The guy was sharp; Cage had to give him that. “I think this arrangement would greatly interest Edward Simmons, the UK representative on the Tribunal. If I were able to participate in your Omega Force and we are successful, I could see him finding someone from MI6 and setting up a similar arrangement.”
Aidan stared into space as he clicked the end of a ballpoint pen in and out, in and out. “I think the Tribunal’s US delegate, Meg Lindstrom, would go for it as well, especially if we can figure out a fair distribution system for the blood supply. The other nations might be a harder sell. What’s in it for Frank Greisser, for example? He’s head of the Tribunal and represents the European Union.”
They all pondered that for a while. “Offer them help,” Will said. “Describe Omega Force as a pilot project. If it works in the US, then we provide the model and the support to set up teams in their countries. It will make the Tribunal look as if they’re doing something proactive to help their starving people instead of talking about things like systemizing human trafficking.”

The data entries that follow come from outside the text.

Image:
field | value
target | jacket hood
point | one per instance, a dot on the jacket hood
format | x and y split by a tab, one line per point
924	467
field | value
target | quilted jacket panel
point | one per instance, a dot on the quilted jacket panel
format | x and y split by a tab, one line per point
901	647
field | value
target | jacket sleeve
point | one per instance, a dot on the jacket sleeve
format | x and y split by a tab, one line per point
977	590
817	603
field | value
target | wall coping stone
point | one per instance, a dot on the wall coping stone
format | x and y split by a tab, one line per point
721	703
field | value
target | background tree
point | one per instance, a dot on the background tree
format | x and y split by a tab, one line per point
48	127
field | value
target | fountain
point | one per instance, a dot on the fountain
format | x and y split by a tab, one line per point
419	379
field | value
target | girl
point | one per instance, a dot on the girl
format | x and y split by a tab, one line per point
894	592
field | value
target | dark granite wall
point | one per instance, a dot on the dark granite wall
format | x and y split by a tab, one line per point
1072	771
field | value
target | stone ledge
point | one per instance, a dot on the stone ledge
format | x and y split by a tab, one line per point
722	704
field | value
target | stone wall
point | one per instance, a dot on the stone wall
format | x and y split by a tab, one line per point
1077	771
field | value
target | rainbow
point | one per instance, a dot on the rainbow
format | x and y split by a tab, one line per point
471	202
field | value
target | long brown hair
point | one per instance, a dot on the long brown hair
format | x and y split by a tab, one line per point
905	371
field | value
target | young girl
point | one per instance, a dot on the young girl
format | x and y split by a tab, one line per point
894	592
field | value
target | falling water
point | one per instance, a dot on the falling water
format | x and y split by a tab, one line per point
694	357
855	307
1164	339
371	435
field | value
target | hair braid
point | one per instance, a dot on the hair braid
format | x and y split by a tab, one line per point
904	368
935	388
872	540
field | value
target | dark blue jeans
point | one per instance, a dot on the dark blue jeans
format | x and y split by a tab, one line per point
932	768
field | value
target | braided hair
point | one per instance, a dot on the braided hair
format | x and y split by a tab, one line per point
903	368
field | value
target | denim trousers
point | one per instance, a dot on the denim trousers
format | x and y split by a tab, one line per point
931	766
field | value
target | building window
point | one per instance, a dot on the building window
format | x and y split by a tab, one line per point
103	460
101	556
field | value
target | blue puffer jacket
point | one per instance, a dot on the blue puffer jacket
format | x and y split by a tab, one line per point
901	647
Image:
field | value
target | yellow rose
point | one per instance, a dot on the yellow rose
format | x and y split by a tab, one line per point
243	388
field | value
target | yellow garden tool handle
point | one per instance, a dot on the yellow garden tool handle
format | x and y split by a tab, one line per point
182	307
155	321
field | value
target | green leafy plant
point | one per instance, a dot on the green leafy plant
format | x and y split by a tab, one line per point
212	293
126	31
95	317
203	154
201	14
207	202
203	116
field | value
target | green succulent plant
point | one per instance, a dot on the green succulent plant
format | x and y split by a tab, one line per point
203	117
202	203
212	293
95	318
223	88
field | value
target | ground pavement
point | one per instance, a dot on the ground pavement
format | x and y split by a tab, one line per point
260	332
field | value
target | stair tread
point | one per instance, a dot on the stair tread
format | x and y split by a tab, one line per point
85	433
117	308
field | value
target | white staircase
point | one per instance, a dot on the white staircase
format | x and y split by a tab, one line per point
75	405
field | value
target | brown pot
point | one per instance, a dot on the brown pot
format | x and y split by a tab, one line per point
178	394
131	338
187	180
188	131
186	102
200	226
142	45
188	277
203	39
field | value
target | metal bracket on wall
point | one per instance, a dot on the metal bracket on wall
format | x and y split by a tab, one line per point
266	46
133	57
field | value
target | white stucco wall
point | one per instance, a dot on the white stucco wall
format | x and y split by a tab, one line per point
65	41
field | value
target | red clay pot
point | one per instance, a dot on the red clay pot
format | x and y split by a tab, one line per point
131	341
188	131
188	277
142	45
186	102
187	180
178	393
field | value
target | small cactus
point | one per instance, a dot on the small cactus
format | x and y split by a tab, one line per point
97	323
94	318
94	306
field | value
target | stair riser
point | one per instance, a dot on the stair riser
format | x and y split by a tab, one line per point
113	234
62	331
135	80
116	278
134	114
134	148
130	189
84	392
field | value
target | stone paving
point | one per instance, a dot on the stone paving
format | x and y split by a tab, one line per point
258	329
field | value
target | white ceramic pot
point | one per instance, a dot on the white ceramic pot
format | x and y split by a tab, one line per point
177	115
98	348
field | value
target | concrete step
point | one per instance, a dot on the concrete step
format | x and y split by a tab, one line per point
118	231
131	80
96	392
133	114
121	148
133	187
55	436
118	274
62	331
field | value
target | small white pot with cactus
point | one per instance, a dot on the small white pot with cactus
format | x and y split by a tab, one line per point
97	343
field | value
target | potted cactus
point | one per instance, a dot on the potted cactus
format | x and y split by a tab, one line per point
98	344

Rick Thomas frowned. “They’re seriously discussing that?”
“They’re a bunch of asswipes,” Mirren said.
Aidan smiled. “They are, it’s true. They’re also out of ideas. We’d hoped if Penton worked—and it was working before Matthias came after us—the Tribunal might use it as a model for surviving the crisis. But finding unvaccinated feeders is still a problem. This gives the Tribunal something that makes them look like geniuses.”